ラーメンを食べに行こう!
〈3〉

「びっくりさせないでくださいよ、咲ちゃん」先ほどの怒りなどなかったかのように、いつも通りの笑顔を作る小鳥。咲は若干ひきつった笑顔で「あ、うん、ごめんね、本当に」と答えた。

「まったく、人騒がせにもほどがありますよ……なんだって、そんな……」教室にいた全員が、次に続く言葉に集中した。「……ラーメンなんて店で食べようがコンビニのカップ麺だろうが一緒だなんて、どうしてそんな言語道断極まりないことを言うんですか?」

 その瞬間、これまで密やかに築かれてきた新月小鳥にまつわる諸々の既成概念が崩れていく音を、教室にいた生徒全員が確かに聞いた。ラーメン如きでそこまで激昂するものなのか? と誰もが現実を受け入れることに抵抗を抱いた。浅見においては、言うまでもなく。

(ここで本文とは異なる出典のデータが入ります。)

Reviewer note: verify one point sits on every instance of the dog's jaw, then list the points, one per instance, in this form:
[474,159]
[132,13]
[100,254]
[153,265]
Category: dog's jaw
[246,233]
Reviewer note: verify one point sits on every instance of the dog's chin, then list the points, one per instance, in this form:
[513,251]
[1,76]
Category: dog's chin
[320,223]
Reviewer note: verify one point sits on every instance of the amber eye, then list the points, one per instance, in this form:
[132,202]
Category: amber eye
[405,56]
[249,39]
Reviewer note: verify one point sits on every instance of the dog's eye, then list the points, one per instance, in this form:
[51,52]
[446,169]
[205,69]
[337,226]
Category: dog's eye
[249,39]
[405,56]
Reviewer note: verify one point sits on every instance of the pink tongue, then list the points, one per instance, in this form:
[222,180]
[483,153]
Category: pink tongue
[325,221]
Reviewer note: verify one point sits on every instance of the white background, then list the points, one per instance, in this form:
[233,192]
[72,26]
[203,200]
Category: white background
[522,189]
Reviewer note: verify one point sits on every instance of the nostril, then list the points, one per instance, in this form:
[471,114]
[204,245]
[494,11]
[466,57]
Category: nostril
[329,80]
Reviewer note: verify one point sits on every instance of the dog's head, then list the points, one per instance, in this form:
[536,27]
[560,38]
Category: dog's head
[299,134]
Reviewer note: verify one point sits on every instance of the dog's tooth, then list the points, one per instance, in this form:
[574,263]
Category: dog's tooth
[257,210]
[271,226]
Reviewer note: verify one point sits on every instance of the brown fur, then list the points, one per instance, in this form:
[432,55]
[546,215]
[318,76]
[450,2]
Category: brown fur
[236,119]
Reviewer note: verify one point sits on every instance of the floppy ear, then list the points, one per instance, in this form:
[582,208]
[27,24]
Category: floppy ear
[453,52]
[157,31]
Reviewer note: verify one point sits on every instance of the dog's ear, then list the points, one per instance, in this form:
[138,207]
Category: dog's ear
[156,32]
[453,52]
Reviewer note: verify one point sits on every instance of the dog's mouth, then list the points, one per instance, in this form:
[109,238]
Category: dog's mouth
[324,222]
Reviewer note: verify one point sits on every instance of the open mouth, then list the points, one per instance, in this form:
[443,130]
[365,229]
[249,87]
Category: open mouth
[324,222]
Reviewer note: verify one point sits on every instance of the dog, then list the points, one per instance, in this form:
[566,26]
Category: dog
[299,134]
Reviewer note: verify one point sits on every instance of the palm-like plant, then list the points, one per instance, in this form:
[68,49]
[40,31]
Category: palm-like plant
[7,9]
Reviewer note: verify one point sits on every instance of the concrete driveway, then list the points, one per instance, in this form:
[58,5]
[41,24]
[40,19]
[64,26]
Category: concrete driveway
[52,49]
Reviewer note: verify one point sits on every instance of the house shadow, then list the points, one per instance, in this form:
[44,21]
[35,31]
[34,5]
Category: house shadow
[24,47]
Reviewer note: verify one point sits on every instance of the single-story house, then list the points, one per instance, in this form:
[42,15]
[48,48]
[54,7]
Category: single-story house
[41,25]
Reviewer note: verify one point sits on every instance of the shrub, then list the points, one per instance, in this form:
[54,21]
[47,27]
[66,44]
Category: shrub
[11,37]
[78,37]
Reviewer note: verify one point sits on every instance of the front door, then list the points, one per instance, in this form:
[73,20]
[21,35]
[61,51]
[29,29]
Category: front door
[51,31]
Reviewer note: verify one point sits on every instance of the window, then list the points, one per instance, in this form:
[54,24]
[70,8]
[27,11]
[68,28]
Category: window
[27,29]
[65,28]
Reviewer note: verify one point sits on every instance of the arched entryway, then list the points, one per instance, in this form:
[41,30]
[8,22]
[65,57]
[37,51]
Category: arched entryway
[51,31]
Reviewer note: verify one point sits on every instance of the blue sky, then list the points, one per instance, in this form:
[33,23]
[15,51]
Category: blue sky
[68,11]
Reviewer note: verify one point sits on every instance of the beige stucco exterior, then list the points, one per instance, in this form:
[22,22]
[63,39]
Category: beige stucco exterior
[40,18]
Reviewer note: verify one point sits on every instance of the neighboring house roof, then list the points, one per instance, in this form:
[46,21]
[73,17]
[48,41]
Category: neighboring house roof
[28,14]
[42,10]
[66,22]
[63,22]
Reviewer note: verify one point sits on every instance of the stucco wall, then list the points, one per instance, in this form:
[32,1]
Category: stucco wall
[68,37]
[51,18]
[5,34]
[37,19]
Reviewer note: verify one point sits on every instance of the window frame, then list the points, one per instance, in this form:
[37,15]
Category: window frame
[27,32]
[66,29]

 小鳥は頭に手を当てながらため息をついた。「まったく、信じられないですよ……冗談にしたって、悪ふざけが過ぎます」

 ようやく落ち着きを取り戻した小鳥に呼応するように、少しずつ教室の喧騒も戻ってきた。誰もが小鳥の意外な反応に驚いたのは確かだが、そのリアクションの原因がわかればある程度は納得できるものだ。納得してしまえば、興味というのは急速に消失する。数分後には、小鳥の動向をチェックし続けているのは教室中で浅見ただ一人となっていた。彼は勿論、目と耳の集中を解いていなかった。

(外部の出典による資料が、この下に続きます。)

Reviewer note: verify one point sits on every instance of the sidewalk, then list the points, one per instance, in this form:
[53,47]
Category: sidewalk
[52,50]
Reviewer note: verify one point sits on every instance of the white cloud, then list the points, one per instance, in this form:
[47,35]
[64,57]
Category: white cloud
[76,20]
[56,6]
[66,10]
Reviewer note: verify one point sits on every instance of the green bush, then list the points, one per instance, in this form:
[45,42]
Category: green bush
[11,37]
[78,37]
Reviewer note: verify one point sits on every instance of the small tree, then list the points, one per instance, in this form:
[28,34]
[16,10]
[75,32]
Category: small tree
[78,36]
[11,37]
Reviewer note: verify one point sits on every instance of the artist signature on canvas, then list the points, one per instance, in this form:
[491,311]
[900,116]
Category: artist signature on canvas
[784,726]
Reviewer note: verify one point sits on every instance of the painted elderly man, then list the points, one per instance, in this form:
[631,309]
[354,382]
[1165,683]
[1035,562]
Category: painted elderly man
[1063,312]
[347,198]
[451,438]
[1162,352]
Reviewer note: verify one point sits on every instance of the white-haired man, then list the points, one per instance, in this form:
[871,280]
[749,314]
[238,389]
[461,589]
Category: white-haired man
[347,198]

「うん、まあ、今のはわたしが全面的に悪かったということで……」まだ少し歪んだ笑みの咲が言った。「でもさ、それにしても、小鳥ってそんなにラーメン好きだったの?」

 咲の言葉に、小鳥は大きくうなずいた。

「そりゃもう大好きですよ!」

 浅見は確かにその言葉を聞きとめた。

 小鳥はさらに「美味しいラーメンが食べられるなら、たとえ火の中、水の中、ですよ!」と言った。